As for race, intelligence, and social norms among different groups; if you stop thinking of it as racism, you can see that different peoples have evolved differently. Why would there not be genetic differences among different peoples? Or am I just totally seeing this 'debate' the wrong way?
posted by ninjew at 8:31 PM on January 23, 2008 [2 favorites]


This is ridiculous. There are a number of genetic markers that are (unsurprisingly) linked to geography or clan connections in the past. What does that have to do with race?
posted by CheeseDigestsAll at 8:41 PM on January 23, 2008


As for race, intelligence, and social norms among different groups; if you stop thinking of it as racism, you can see that different peoples have evolved differently. Why would there not be genetic differences among different peoples? Or am I just totally seeing this 'debate' the wrong way?

The argument is whether the groupings of people labeled with the various race terms (white, black, Asian, etc.) correspond to meaningful genetic groupings (beyond the obvious morphological genes). The argument against a classical conception of race claims that the genetic variation within any of the racial groups far overwhelms any systemic variation between those groups.

These results would seem to argue against the classical conception of race, since they find a distinct subgrouping within the "white" race. Unless you consider "Ashkenazi Jew" a race, which you might, depending on how you were raised and what your social preconceptions are, since race is a social construct.
posted by mr_roboto at 8:44 PM on January 23, 2008


As for race, intelligence, and social norms among different groups; if you stop thinking of it as racism, you can see that different peoples have evolved differently. Why would there not be genetic differences among different peoples? Or am I just totally seeing this 'debate' the wrong way?

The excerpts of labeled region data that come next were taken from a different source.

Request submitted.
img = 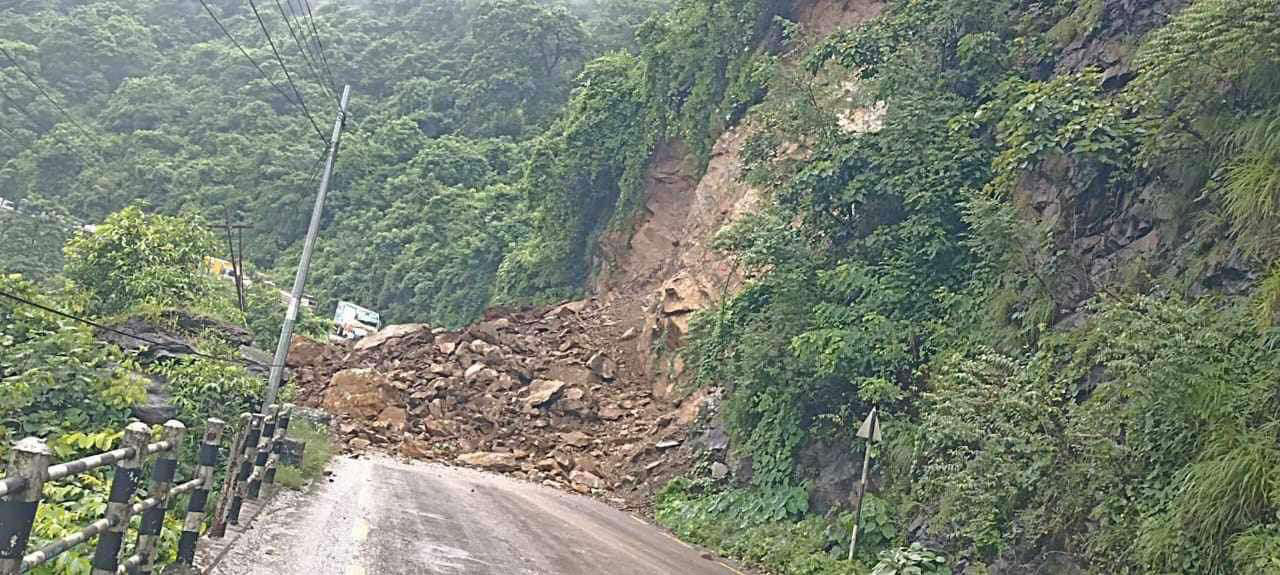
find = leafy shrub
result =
[914,351,1068,556]
[0,275,145,443]
[872,543,951,575]
[65,206,216,315]
[275,417,333,489]
[655,479,867,575]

What on earth is wrong with you that, at this late date, you're still spewing this Bell Curve nonsense? Are you stupid or just ignorant?
posted by Pope Guilty at 8:44 PM on January 23, 2008


if you stop thinking of it as racism...

Also if you stop thinking of a gun as a gun and start to think of it as a pillow, you're going to make a really big mess, and I'll be damned if I'm going to help you clean it up.

Jewboy out!
posted by PostIronyIsNotaMyth at 8:49 PM on January 23, 2008


I think it's provocative to link to these pieces without an explanation of the argument. And not in a good way.
posted by fourcheesemac at 8:54 PM on January 23, 2008


it's kind of brilliant as a turn of phrase.... So, if you stop thinking of it as racism, you can see that different people have evolved differently ... why would there not be genetic differences among different peoples? I love it so much! That kind of self-canceling structure could come in so handy.... If you stop thinking of it as laziness, why shouldn't I come into work at noon? If you stop thinking of it as violence, why shouldn't I punch him in the face?....
posted by moxiedoll at 8:57 PM on January 23, 2008


I wasn't making a case for race-based intelligence, so I don't think it was any sort of Bell Curve argument. What I was getting at it, is that if these characteristics are linked with genetics, then why wouldn't genetically similar people share some of them?

And I was not saying, at all, that one group is more or less evolved than another.

Maybe I really was looking at this totally wrong.
posted by ninjew at 8:59 PM on January 23, 2008


welcome back, Burhanistan.
posted by YoBananaBoy at 9:01 PM on January 23, 2008


the results---race: still a social construct.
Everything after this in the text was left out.